Depuis le mois de mai, en planant à vingt centimètres au-dessus de l'eau, les deux naviplanes en service, "la Baie des Anges" et "La Croisette" relient Nice, San Remo, Saint-Tropez, Cannes et Monaco à 100 km à l'heure. Leur clientèle s'accroît lentement : 1993 passagers en mai, 3148 en juin, 4523 en juillet.
Est-ce un succès ?
"Au début, dit André Helbert, je regardais les passagers. Je suis assez physionomiste. Je ne les voyais jamais revenir. Seule la curiosité les attirait".
Depuis trois semaines ils reviennent, la plupart chargés de valises. Les encombrements de la route font au naviplane la plus efficace des propagandes. Lui seul apporte la certitude de ne pas rater l'avion à l'aérodrome de Nice.
Pourtant, il n'en est encore qu'au stade des essais. Un moteur d'avion fait habituellement ses deux cents heures d'essai en laboratoire. Le naviplane, lui, les fait avec des passagers. Mais, à la différence d'un avion, il ne peut tomber. En cas de panne complète, son caisson étanche sous cinq atmosphères de pression lui permet de flotter comme un radeau.
Comme un avion classique, avec ses turbomoteurs de trois mille chevaux, il est bruyant. Rendre le naviplane aussi insonore qu'une cabine de Caravelle ne pose cependant aucun problème technique. Mais le silence coûte cher. Et, sur un prototype, les prix sont serrés.
"Le confort n'a pas été notre préoccupation première, explique Abel Thomas, président de la SEDAM (Société d'études et de développement des aéroglisseurs marins), la société constructrice. Le naviplane n'est pas conçu comme un instrument de tourisme. C'est un instrument utilitaire de transport rapide".

Les Canadiens ont pris une option

Familier des maquis administratifs, Abel Thomas a réussi à intéresser les Pouvoirs publics au dossier de Jean Bertin, l'inventeur du naviplane et de l'aérotrain, a réuni les fonds, créé une société constructrice, sorti enfin, en 1968, le premier prototype, le N 300. Pour ce "rapide des mers", comme l'appelle Abel Thomas, un contrat d'option est déjà signé avec Fiat pour une action commune sur le plan européen.

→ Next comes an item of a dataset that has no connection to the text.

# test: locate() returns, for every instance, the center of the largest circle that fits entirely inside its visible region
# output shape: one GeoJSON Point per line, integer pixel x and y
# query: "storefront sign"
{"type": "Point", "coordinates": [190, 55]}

Dans quelques jours, un autre prototype, le N 102, capacité douze personnes, sillonnera la Loire, pour la visite des châteaux. Petit transporteur rapide, le N 102 assurera l'an prochain la liaison entre les stations du Languedoc-Roussillon. Les Canadiens ont une option pour la licence de cet appareil qui, à 80 kilomètres à l'heure, peut traverser les lacs, remonter les fleuves et glisser sans discontinuité sur la neige et la glace.
L'année prochaine sera celle du N 500 : cent tonnes, 150 kilomètres à l'heure, quarante voitures, quatre cents passagers pour la Corse - quatre-vingts minutes de Nice à Bastia - et l'Angleterre où il entrera en compétition avec l'aéroglisseur Hovercraft déjà installé, lui, sur la Manche.
Sur mer, l'ère de la vitesse a commencé. "Dans quinze ans, dit Abel Thomas, des aéroglisseurs de plusieurs milliers de tonnes traverseront l'Atlantique". Les Américains viennent de comprendre tout l'intérêt de ce nouveau moyen de transport qui ne nécessite aucune infrastructure au sol. La Compagnie Bell Aerosystem étudie un appareil de dix mille tonnes. "Pour la première fois, dit Abel Thomas, la technique française a sur eux une avance de trois ans".